By Howard Schneider
WASHINGTON (Reuters) - Central banks face a tougher time controlling inflation than in the recent past, and will need a clear understanding of businesses' pricing decisions to do so, Bank of England policymaker Catherine Mann said on Thursday.
Mann, speaking at an event in Washington hosted by the Peterson Institute for International Economics, said the "Great Moderation" in inflation appeared to have ended.
Instead, there was now much greater volatility in exchange rates and in inflation itself.
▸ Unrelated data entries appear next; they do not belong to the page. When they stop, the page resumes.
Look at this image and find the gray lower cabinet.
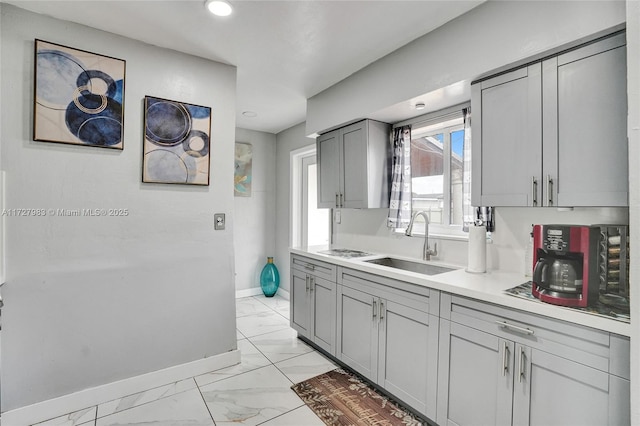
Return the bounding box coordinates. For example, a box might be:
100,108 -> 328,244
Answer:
437,296 -> 630,426
290,255 -> 336,355
336,269 -> 439,419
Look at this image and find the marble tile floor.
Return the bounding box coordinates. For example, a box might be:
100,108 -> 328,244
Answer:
33,295 -> 336,426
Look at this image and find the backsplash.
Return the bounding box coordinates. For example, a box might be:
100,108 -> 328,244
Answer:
333,207 -> 629,277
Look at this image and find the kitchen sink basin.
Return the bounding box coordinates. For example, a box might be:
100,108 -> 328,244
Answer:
365,257 -> 455,275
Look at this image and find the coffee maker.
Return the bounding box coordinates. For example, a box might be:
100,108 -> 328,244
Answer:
531,225 -> 600,307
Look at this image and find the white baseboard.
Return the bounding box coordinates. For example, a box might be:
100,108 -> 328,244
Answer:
236,287 -> 262,299
2,349 -> 240,426
236,287 -> 289,300
277,288 -> 291,300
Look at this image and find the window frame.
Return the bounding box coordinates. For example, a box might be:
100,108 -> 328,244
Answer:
393,102 -> 471,240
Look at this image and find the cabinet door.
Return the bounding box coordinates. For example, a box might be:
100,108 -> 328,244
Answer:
310,276 -> 336,355
290,269 -> 311,338
471,63 -> 542,206
543,33 -> 628,206
337,286 -> 379,382
513,344 -> 609,426
437,319 -> 515,426
316,130 -> 340,208
378,299 -> 438,419
341,121 -> 373,208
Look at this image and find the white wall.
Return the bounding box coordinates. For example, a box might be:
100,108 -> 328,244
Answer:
276,123 -> 315,291
233,128 -> 276,295
305,0 -> 625,135
1,4 -> 236,412
627,0 -> 640,425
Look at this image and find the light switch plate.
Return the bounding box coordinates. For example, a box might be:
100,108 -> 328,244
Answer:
213,213 -> 225,231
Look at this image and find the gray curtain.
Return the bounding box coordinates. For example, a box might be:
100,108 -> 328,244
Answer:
387,126 -> 411,228
462,108 -> 476,231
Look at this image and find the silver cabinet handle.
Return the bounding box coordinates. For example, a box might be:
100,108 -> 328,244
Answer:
496,321 -> 534,336
518,346 -> 526,383
502,341 -> 509,376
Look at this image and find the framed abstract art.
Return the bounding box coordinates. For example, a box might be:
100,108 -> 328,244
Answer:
33,39 -> 125,149
142,96 -> 211,185
233,142 -> 253,197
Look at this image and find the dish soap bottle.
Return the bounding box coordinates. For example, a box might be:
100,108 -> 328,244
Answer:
524,225 -> 533,278
260,257 -> 280,297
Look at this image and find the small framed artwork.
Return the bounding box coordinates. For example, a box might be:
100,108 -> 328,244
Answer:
142,96 -> 211,185
233,142 -> 253,197
33,39 -> 125,149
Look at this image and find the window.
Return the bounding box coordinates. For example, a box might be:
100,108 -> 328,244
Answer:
402,106 -> 471,236
289,145 -> 331,247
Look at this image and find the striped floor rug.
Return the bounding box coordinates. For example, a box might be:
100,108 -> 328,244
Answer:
291,368 -> 427,426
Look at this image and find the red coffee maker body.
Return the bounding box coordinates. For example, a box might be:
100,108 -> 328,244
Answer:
531,225 -> 600,307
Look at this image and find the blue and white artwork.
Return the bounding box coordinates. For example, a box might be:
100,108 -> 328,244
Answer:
142,96 -> 211,185
33,40 -> 125,149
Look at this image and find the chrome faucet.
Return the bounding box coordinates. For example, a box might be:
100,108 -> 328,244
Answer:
404,210 -> 438,260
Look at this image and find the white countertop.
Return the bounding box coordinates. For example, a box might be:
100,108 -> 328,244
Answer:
290,246 -> 631,336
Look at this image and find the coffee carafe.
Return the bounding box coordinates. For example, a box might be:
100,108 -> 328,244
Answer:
533,253 -> 582,294
531,225 -> 600,307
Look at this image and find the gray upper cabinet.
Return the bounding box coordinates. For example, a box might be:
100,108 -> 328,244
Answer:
542,33 -> 628,206
316,120 -> 391,208
471,63 -> 542,206
471,32 -> 628,207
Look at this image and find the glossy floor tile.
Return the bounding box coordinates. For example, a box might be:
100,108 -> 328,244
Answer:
96,389 -> 215,426
276,351 -> 338,383
200,365 -> 304,425
236,308 -> 289,337
27,296 -> 328,426
249,327 -> 313,363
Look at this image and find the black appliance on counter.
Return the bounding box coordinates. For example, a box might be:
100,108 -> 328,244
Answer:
531,225 -> 629,311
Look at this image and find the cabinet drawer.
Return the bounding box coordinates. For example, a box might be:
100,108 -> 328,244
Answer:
440,294 -> 611,372
338,268 -> 440,316
291,254 -> 336,282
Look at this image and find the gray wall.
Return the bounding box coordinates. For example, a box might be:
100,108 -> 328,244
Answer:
233,128 -> 276,291
1,4 -> 236,411
276,123 -> 315,291
305,0 -> 625,135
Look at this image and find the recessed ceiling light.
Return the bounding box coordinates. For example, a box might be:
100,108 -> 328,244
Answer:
205,0 -> 233,16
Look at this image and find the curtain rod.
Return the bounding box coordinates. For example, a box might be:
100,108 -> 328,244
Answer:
393,101 -> 471,129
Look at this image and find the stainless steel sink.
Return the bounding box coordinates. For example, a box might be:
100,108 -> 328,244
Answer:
365,257 -> 455,275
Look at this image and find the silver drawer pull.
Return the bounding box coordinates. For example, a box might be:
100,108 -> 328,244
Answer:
502,342 -> 509,376
496,321 -> 534,336
518,347 -> 526,383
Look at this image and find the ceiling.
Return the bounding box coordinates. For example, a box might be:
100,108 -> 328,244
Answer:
3,0 -> 482,133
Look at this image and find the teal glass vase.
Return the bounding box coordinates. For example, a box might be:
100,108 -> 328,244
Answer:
260,257 -> 280,297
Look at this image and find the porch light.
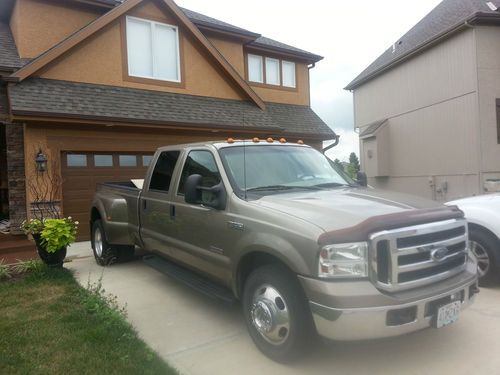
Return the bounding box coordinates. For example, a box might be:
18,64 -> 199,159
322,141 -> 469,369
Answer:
35,150 -> 47,173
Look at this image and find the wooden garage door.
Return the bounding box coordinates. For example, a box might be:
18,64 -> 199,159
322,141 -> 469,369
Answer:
61,152 -> 152,241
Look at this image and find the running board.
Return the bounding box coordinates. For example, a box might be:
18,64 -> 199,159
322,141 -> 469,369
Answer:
142,254 -> 236,305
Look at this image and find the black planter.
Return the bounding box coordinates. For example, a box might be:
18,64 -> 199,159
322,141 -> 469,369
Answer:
33,234 -> 66,268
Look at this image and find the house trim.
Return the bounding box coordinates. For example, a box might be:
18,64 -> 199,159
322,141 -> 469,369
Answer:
9,0 -> 266,110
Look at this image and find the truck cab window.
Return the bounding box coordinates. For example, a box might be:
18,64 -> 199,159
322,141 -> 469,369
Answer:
149,151 -> 180,192
177,151 -> 221,195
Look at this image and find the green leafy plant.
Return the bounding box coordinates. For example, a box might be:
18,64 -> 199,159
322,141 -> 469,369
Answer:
0,259 -> 12,280
11,259 -> 44,274
40,217 -> 78,253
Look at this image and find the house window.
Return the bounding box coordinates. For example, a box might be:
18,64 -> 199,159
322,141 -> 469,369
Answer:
127,17 -> 181,82
281,61 -> 296,88
247,54 -> 297,89
248,55 -> 264,83
266,57 -> 280,86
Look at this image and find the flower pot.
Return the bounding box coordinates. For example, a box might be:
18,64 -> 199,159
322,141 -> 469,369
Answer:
33,234 -> 66,267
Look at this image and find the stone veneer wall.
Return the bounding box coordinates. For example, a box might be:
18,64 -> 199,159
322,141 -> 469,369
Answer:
5,123 -> 26,234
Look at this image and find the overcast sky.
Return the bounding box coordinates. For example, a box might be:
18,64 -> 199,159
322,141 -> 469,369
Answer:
176,0 -> 440,160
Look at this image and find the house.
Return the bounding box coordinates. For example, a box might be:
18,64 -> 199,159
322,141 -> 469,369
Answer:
0,0 -> 336,239
346,0 -> 500,201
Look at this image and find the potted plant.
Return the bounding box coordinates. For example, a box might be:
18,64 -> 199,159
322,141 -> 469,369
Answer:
21,217 -> 78,267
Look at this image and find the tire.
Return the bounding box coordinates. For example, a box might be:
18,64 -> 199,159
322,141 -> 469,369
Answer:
92,220 -> 134,266
243,264 -> 314,362
469,228 -> 500,286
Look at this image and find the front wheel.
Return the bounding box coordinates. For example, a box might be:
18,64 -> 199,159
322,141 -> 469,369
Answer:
243,264 -> 313,362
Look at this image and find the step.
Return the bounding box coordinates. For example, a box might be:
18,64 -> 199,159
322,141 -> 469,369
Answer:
142,254 -> 236,305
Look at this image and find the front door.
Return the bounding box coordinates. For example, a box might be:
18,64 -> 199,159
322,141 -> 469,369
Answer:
171,149 -> 231,283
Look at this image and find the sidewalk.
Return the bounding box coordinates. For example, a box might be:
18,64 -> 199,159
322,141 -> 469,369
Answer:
65,242 -> 500,375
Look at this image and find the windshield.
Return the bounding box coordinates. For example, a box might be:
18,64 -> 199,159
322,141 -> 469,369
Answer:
220,146 -> 349,192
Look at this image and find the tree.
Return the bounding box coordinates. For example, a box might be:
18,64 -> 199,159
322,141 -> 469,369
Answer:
347,152 -> 360,178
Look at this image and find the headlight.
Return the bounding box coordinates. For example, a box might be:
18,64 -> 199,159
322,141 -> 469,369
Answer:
318,242 -> 368,278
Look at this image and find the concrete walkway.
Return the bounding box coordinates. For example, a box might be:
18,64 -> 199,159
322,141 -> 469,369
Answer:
65,242 -> 500,375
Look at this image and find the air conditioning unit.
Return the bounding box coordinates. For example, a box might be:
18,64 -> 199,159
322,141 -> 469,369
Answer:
484,179 -> 500,193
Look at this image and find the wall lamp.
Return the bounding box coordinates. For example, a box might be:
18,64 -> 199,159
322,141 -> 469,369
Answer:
35,149 -> 47,173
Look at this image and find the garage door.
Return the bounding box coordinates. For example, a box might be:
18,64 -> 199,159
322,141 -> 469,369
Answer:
61,152 -> 152,241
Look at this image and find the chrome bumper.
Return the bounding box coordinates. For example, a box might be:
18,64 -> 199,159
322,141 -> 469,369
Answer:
298,268 -> 478,341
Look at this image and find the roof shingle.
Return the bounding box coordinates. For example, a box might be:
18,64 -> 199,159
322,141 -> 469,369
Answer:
9,78 -> 335,139
345,0 -> 500,90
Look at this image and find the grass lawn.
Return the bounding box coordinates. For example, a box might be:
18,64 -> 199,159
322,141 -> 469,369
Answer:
0,266 -> 177,375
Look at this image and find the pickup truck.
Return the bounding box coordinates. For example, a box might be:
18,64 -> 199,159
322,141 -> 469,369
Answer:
90,139 -> 478,361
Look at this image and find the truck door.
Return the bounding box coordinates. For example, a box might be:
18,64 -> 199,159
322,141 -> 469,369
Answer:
170,150 -> 231,283
139,150 -> 180,256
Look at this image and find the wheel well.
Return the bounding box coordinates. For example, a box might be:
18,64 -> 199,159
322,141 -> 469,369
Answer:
90,207 -> 101,238
468,223 -> 500,245
237,251 -> 290,296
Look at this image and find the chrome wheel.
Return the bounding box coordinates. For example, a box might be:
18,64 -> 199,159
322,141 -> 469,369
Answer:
470,241 -> 490,277
250,285 -> 290,345
94,228 -> 103,257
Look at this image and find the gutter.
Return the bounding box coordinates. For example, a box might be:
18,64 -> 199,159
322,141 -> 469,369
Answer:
344,12 -> 500,91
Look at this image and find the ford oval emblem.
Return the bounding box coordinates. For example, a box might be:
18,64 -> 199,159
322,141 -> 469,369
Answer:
431,247 -> 448,262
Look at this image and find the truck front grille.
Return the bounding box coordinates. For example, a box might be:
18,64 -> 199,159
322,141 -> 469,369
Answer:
370,219 -> 468,291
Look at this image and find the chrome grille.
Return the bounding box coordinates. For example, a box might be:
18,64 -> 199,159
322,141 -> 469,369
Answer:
370,219 -> 468,291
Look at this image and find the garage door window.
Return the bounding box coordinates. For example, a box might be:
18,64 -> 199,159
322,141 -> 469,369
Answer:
66,154 -> 87,168
118,155 -> 137,167
94,155 -> 113,167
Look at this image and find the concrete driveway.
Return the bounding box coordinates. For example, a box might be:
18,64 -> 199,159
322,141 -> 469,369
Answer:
65,242 -> 500,375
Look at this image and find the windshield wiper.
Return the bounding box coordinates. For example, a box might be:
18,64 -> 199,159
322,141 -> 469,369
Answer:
247,185 -> 319,192
314,182 -> 353,188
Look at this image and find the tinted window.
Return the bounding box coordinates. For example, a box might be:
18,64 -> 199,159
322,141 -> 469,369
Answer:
149,151 -> 180,192
118,155 -> 137,167
66,154 -> 87,167
178,151 -> 221,194
142,155 -> 153,167
94,155 -> 113,167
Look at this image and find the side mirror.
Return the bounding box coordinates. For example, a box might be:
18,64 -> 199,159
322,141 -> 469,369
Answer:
356,172 -> 368,187
184,174 -> 227,210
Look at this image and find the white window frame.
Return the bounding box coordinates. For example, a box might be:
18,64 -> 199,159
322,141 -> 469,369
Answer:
247,53 -> 265,83
281,60 -> 297,89
264,57 -> 281,86
125,16 -> 182,83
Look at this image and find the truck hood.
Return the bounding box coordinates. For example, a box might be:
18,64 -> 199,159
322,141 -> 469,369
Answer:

She also saw more variability in prices across different types of goods and services, depending on how exposed businesses were to various cost pressures.
"We may well be entering a very different regime where we are going to have to work much harder as central banks," she said.
The "Great Moderation" - a period of low inflation and low interest rates in Western economies between the late 1990s and 2020 - has been attributed to a range of factors including central bank independence and cheap imports from China.
Mann said one main benefit of a central bank inflation target was to force policymakers to explain clearly what was driving inflation.
Central banks which could best explain the recent surge in inflation were most likely to be able to control it, she added.
"It is not who has the best (inflation) target, but who explains that best which is going to determine to what extent we are going to be able to get back to our objectives," Mann said.
"I think it's going to be hard to do that, harder than the last 20 years," she added.
Looking at details of how businesses set prices was likely to be a productive angle, she said.
Last year Mann voted for a faster pace of rate rises than the majority on the Bank of England's Monetary Policy Committee, but voted in line with the consensus this week for a quarter-point increase to 4.25%.